Personal information
- Full name: Daniel James Care
- Date of birth: June 20, 1974 (age 52)
- Place of birth: Peachtree City, Georgia, U.S.
- Height: 5 ft 11 in (1.80 m)
- Position: Midfielder

College career
- Years: Team / Apps / (Gls)
- 1993–1996: Clemson Tigers

Senior career*
- Years: Team / Apps / (Gls)
- 1997: Carolina Dynamo / 19 / (3)
- 1998: D.C. United / 1 / (0)
- 1998: → Richmond Kickers (loan)
- 1998: → Hampton Roads Mariners (loan)
- 1998: → Project 40 (loan) / 20 / (0)
- 1999: Richmond Kickers / 1 / (0)
- 1999: Jacksonville Cyclones / 13 / (1)
- 2000–2001: Atlanta Silverbacks / 54 / (2)

= Danny Care (soccer) =

American soccer player (born 1974)

Daniel James Care is an American former soccer player who played as a defender.

==Early life==
In 1993, Care graduated from McIntosh High School where he was part of the 1992 Georgia State High School championship soccer team.

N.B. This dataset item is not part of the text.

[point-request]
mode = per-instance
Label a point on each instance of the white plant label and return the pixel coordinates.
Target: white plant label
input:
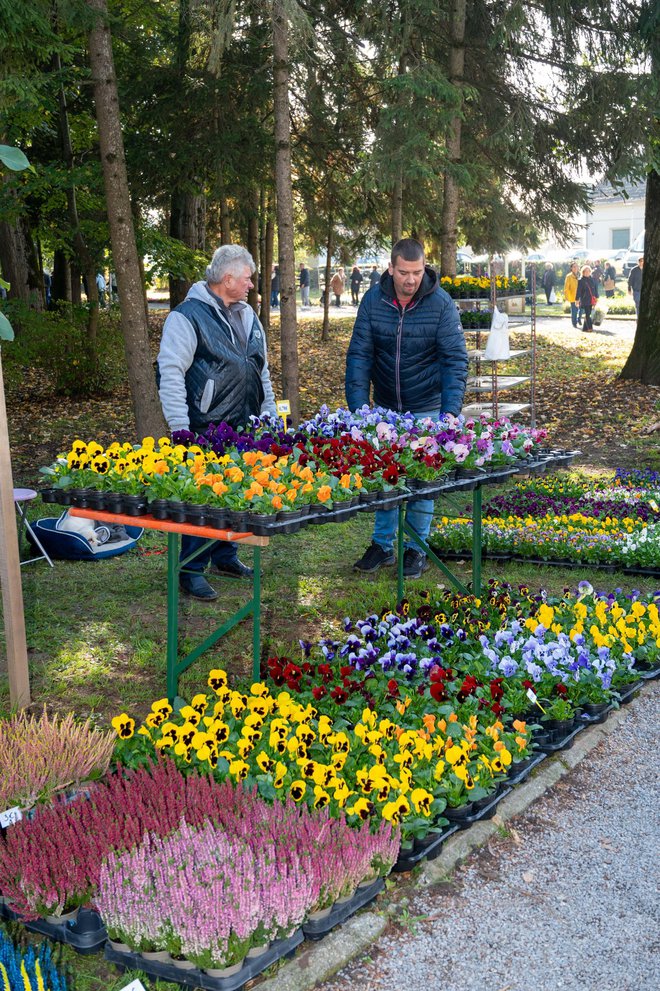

He played his club soccer with the Fayette Lightning which also won the 1991, 1992 and 1993 Georgia State championship. He was a 1992 and 1993 NSCAA High School All American soccer player. Care attended Clemson University, playing on the men's soccer team from 1993 to 1996. He was a 1996 Third Team All American. He graduated with a bachelor's degree in business management.

==Career==
On February 1, 1997, D.C. United selected Care in the first round (eleventh overall) of the 1997 MLS College Draft. On February 6, 1997, the Richmond Kickers selected Care in the second round of the USISL A-League draft. Care did not join D.C. for its pre-season training camp in order to complete his degree. Therefore, he then signed with the Carolina Dynamo on May 1, 1997. In February 1998, United drafted Care for a second time when they took him in the first round (ninth overall) of the 1998 MLS Supplemental Draft. D.C. sent Care on loan to the Richmond Kickers, Hampton Roads Mariners and Project 40 during the season. He saw time in only one first team game before being waived on November 2, 1998. However, he was on the bench for United when they defeated Vasco da Gama in the 1998 Copa Interamericana. In March 1999, Care signed with the Richmond Kickers but was sent to the Jacksonville Cyclones early in the season. In May 2000, he signed with the Atlanta Silverbacks. He spent two seasons with the Silverbacks before being released in February 2002.